Pourquoi donc aller voter quand la fonction des élus locaux est ramenée à une gestion imposée d’en haut ?
Quant au Parlement, le quinquennat Macron a singulièrement accentué sa mise à l’écart.
Pour la population, que décide-t-il ? Qu’est-il d’autre qu’un entre-soi politique coupé du réel ? Nous, nous savons que beaucoup se fait et se décide encore dans les assemblées, mais le peuple en a-t-il cette perception ?
Cette défiance, voire ce mépris, n’est pas étonnante puisque tout est fait pour organiser son impuissance.
Cela a été évident lors de la crise sanitaire.
Nous avons assisté, et je pèse mes mots, à un véritable putsch en douceur d’E. Macron.
Jusqu’à présent, le domaine réservé du Président de la République ne concernait que la Défense, d’où son statut de Chef des armées.
La manipulation sémantique et institutionnelle autour du Conseil de Défense résume tout. Ce Conseil de Défense a été érigé en Conseil sanitaire sans aucune base constitutionnelle sérieuse, confiant au Président, entouré d’un aréopage mal défini, les pleins pouvoirs pour lutter contre la pandémie, pour faire –selon les termes du Président de la République- « la guerre à cet ennemi invisible ».
Plus besoin de Parlement avec le tour de passe-passe de l’état d’urgence perpétuel, ou presque, plus besoin de gouvernement, organe délibérant du pouvoir exécutif selon la Constitution, c’est dans le bunker de l’Élysée où se réunit le Conseil de Défense que tout se décide.
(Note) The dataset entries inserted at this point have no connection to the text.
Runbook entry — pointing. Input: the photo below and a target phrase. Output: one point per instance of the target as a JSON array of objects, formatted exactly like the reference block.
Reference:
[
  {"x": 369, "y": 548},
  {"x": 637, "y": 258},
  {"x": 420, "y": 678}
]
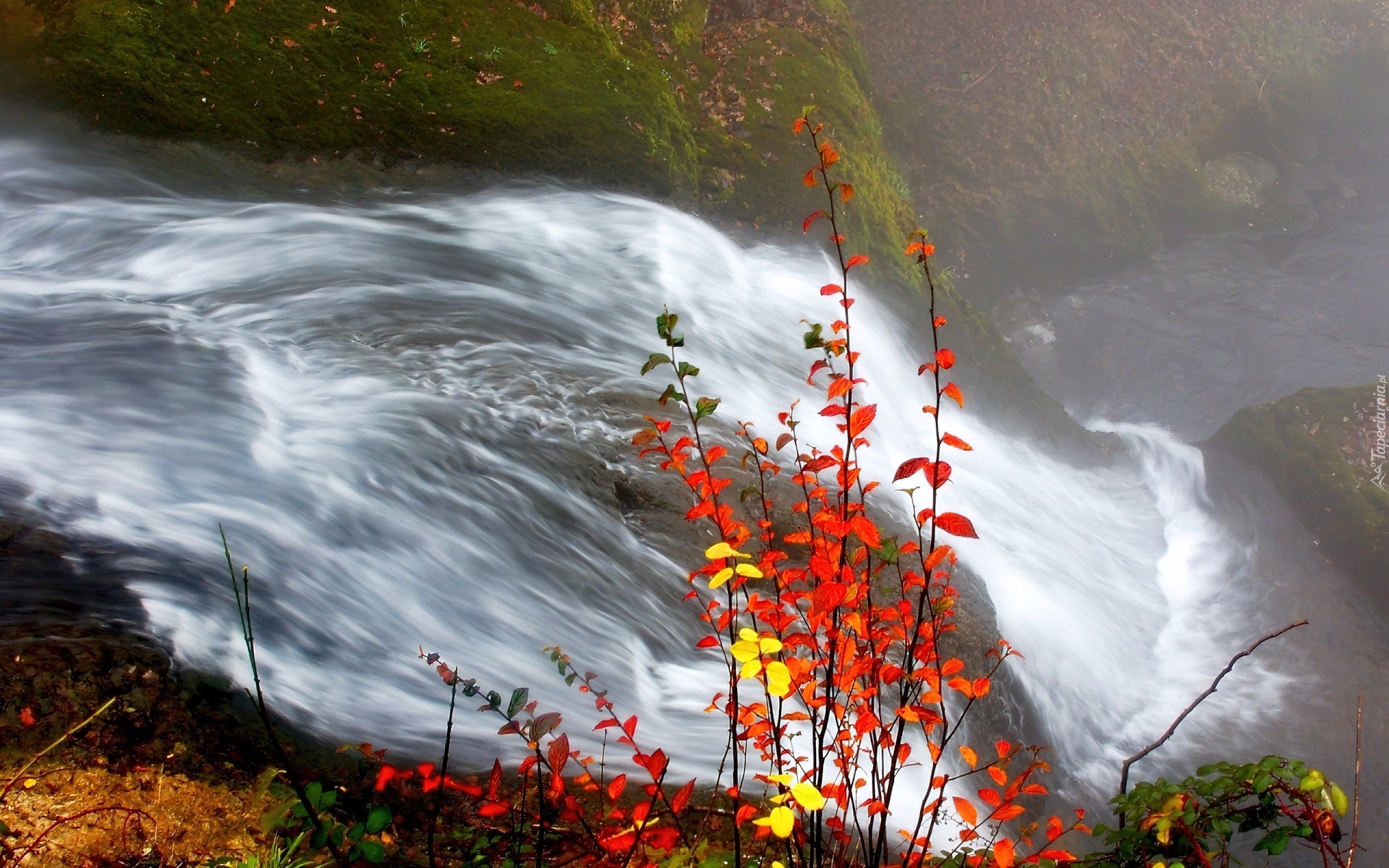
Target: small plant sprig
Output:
[{"x": 841, "y": 663}]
Aucune transparence donc, une concertation de façade, un pouvoir solitaire, un Parlement mis devant le fait accompli.
Comment expliquer au peuple la nécessité d’un Parlement puisque sur une question aussi centrale que celle d’une grave crise sanitaire, il est ravalé au rang de chambre d’enregistrement, quand on lui donne quelque chose à enregistrer ? En effet, l’essor dantesque de la pratique des ordonnances transfère le pouvoir législatif à l’exécutif.
L’inversion du calendrier électoral a préparé ce statut de chambre d’enregistrement. C’est maintenant vrai, pour l’essentiel, dans la pratique.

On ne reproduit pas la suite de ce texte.